In IEEE Intelligent Transportation Systems Conference (ITSC), 2020
Abstract : The advent of new traffic data collection tools such as high-resolution signalized intersection controller logs opens up a new space of possibilities for traffic management. In this work, we describe the high resolution datasets, apply appropriate machine learning methods to obtain relevant information from the said datasets and develop visualization tools to provide traffic engineers with suitable interfaces, thereby enabling new insights into traffic signal performance management. The eventual goal of this study is to enable automated analysis and help create operational performance measures for signalized intersections while aiding traffic administrators in their quest to design 21st century signal policies.

We describe a system that leverages machine learning methodologies for data collected from a large number of intersections to derive key spatio-temporal traffic patterns in a city and then interactively allows a traffic engineer to focus on key challenges or improvements that can be carried out to alleviate them. Additionally, our system provides an analysis of traffic interruptions by observing changes in traffic at detectors, approaches, and intersections.

  • Ranking: Several measures of effectiveness (MOEs) are used in the discipline.

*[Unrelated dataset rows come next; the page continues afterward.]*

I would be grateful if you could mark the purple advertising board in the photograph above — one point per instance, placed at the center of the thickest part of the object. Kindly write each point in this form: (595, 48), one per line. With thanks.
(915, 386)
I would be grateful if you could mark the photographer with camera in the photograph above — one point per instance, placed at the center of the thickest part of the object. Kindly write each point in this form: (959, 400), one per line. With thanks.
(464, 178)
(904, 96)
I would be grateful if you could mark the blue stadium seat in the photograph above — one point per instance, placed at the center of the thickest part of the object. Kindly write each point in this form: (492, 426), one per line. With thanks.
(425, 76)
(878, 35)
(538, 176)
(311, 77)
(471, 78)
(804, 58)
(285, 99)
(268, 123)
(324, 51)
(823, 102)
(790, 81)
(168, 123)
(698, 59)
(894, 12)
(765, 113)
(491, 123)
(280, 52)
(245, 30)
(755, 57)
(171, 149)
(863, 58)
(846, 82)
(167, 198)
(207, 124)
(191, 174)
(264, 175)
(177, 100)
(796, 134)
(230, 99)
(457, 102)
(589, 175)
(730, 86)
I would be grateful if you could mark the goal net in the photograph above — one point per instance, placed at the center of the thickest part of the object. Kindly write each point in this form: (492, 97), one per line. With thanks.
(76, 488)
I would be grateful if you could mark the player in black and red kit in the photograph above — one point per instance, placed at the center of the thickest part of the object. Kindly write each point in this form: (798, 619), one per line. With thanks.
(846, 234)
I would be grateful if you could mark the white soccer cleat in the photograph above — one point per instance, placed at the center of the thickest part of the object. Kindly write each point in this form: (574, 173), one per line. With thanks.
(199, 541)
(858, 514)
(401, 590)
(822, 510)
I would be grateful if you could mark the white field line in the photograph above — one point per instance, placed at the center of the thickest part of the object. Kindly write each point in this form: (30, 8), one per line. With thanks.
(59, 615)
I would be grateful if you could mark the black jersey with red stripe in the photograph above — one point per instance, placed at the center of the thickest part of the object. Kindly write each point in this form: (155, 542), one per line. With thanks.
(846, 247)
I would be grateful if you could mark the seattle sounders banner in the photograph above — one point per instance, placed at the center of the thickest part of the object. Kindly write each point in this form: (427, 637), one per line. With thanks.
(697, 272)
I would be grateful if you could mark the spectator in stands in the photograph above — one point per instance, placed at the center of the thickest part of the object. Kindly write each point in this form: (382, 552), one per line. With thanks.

Our systems allow the user to rank or select intersections based on split failures and ratios of arrivals on red vs. green. Additionally, using a combination of these two metrics, we subdivide the intersections into several categories.

  • Clustering: Intersections with similar behavior or performance are grouped together using machine learning techniques. This approach is particularly useful when dealing with a large number of intersections and is carried out along both space and time. The system discovers and highlights signals on a corridor that preform similarly.

  • Change detection: We have developed a change detection algorithm that can detect statistically significant changes at an intersection level as compared to previous, similar time periods. This approach can be used to determine unexpected behavior or change in traffic patterns.

  • Incident detection: Using time series analysis, we derive extended time periods of significant traffic reduction for a detector or for an approach. A spatio-temporal presentation of this information is useful to derive key areas of traffic interruptions.

We have implemented this system, which can be executed in parallel on a multicore machine and can handle data from thousands of intersections. The system can process six months of data for 300+ intersections (roughly 1 Terabyte) in less than 6 hours using a 50-core processor. A visualization module allows the user to select spatial and temporal regions of interest in an interactive fashion.